PyTorch Integration¶
hotcoco ships two classes in hotcoco.integrations that replace their torchvision equivalents without requiring pycocotools or torchvision to be installed:
CocoDetection— aDataLoader-compatible dataset that loads images and COCO annotationsCocoEvaluator— accumulates batch predictions during a training loop and runs COCO evaluation at the end of each epoch
Installation¶
pip install hotcoco
PyTorch and Pillow are optional dependencies — only needed when you actually load images or run distributed synchronization:
pip install hotcoco torch pillow
CocoDetection¶
CocoDetection is a drop-in replacement for torchvision.datasets.CocoDetection.

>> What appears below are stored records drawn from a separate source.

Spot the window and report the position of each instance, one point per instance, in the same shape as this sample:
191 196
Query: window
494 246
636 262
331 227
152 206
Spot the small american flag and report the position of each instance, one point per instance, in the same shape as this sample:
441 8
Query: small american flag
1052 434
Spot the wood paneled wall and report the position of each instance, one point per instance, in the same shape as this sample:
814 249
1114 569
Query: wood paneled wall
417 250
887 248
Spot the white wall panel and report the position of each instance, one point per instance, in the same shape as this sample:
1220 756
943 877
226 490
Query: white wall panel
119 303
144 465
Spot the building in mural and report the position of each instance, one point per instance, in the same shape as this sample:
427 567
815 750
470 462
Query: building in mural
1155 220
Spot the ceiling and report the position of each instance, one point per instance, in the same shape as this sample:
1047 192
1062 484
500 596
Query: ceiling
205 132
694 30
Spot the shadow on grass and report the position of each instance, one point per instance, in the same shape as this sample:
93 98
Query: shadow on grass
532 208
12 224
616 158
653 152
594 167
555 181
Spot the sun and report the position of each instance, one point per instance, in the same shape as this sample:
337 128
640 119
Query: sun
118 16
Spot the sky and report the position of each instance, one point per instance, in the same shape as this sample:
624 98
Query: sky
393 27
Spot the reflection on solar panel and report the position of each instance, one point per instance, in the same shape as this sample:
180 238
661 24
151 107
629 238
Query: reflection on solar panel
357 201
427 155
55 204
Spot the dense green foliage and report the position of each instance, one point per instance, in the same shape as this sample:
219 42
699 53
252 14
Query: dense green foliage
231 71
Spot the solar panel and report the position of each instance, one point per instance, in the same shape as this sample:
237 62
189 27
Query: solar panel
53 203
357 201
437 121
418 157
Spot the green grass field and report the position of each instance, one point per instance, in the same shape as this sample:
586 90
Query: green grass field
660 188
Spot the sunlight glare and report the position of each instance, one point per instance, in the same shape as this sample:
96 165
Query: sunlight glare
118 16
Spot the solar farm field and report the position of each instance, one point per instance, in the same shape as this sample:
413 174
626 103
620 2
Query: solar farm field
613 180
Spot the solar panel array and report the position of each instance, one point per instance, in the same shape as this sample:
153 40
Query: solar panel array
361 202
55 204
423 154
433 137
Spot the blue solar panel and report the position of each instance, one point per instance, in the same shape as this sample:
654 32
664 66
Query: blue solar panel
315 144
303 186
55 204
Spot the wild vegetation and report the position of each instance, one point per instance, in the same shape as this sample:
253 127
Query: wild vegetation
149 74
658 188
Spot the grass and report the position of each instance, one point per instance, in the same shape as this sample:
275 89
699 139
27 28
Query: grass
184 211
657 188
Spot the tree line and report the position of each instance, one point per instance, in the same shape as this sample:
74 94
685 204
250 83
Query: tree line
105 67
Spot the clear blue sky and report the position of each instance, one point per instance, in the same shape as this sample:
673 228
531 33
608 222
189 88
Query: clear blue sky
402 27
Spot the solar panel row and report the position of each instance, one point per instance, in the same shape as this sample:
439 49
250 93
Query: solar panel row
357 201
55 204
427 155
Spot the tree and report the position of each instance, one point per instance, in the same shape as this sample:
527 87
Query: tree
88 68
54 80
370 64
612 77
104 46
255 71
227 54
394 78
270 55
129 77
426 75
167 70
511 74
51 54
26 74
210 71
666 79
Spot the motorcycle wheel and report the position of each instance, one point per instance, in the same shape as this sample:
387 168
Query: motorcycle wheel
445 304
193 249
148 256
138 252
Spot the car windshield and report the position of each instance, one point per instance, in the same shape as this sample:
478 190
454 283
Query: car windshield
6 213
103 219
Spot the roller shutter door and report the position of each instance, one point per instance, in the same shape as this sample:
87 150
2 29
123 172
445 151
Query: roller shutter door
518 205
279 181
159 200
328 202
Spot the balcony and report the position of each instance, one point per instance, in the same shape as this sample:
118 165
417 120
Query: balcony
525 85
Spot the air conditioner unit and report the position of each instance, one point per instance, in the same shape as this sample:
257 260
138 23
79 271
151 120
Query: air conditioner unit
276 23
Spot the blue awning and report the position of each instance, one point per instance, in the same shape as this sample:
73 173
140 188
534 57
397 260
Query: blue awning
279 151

It wraps a COCO annotation file and an image directory, and returns (image, annotations) pairs for each sample.
from hotcoco.integrations import CocoDetection
from torch.utils.data import DataLoader
import torchvision.transforms as T
transform = T.Compose([
T.ToTensor(),
])
dataset = CocoDetection(
root="path/to/val2017",
ann_file="annotations/instances_val2017.json",
transform=transform,
)
loader = DataLoader(dataset, batch_size=4, collate_fn=lambda x: tuple(zip(*x)))
Return value¶
Each __getitem__ call returns (image, target) where:
image— a PILImage(or transformed tensor if atransformis provided)target— a list of annotation dicts, one per instance in the image:
[
{
"id": 12345,
"image_id": 42,
"category_id": 1,
"bbox": [x, y, width, height],
"area": 3200.0,
"iscrowd": 0,
"segmentation": [...],
},
...
]
Transforms¶
CocoDetection accepts three transform arguments, applied in order:
| Parameter | Applied to | When to use |
|---|---|---|
transform |
image only | Pixel-level augmentations (normalize, resize) |
target_transform |
annotations only | Annotation-level filtering or format changes |
transforms |
(image, target) jointly |
Geometric augmentations that must affect both |
def filter_crowds(anns):
return [a for a in anns if not a["iscrowd"]]
dataset = CocoDetection(
root="path/to/val2017",
ann_file="annotations/instances_val2017.json",
transform=T.ToTensor(),
target_transform=filter_crowds,
)
Accessing the COCO API¶
The underlying COCO object is available as dataset.coco:
cat_names = {c["id"]: c["name"] for c in dataset.coco.load_cats(dataset.coco.get_cat_ids())}
print(f"Dataset has {len(dataset)} images and {len(cat_names)} categories")
CocoEvaluator¶
CocoEvaluator wraps hotcoco's COCOeval with a tensor-friendly update() interface. Call update() after each batch, then accumulate() and summarize() at the end of the epoch.
Basic usage¶
from hotcoco import COCO
from hotcoco.integrations import CocoEvaluator
coco_gt = COCO("annotations/instances_val2017.json")
evaluator = CocoEvaluator(coco_gt, iou_types=["bbox"])
model.eval()
with torch.no_grad():
for images, targets in val_loader:
images = [img.to(device) for img in images]
outputs = model(images)
# Build {image_id: output} dict for each item in the batch
predictions = {
int(t["image_id"]): o
for t, o in zip(targets, outputs)
}
evaluator.update(predictions)
evaluator.accumulate()
evaluator.summarize()
Prediction format¶
The predictions dict maps image_id → output_dict. The keys expected in the output dict depend on the iou_type.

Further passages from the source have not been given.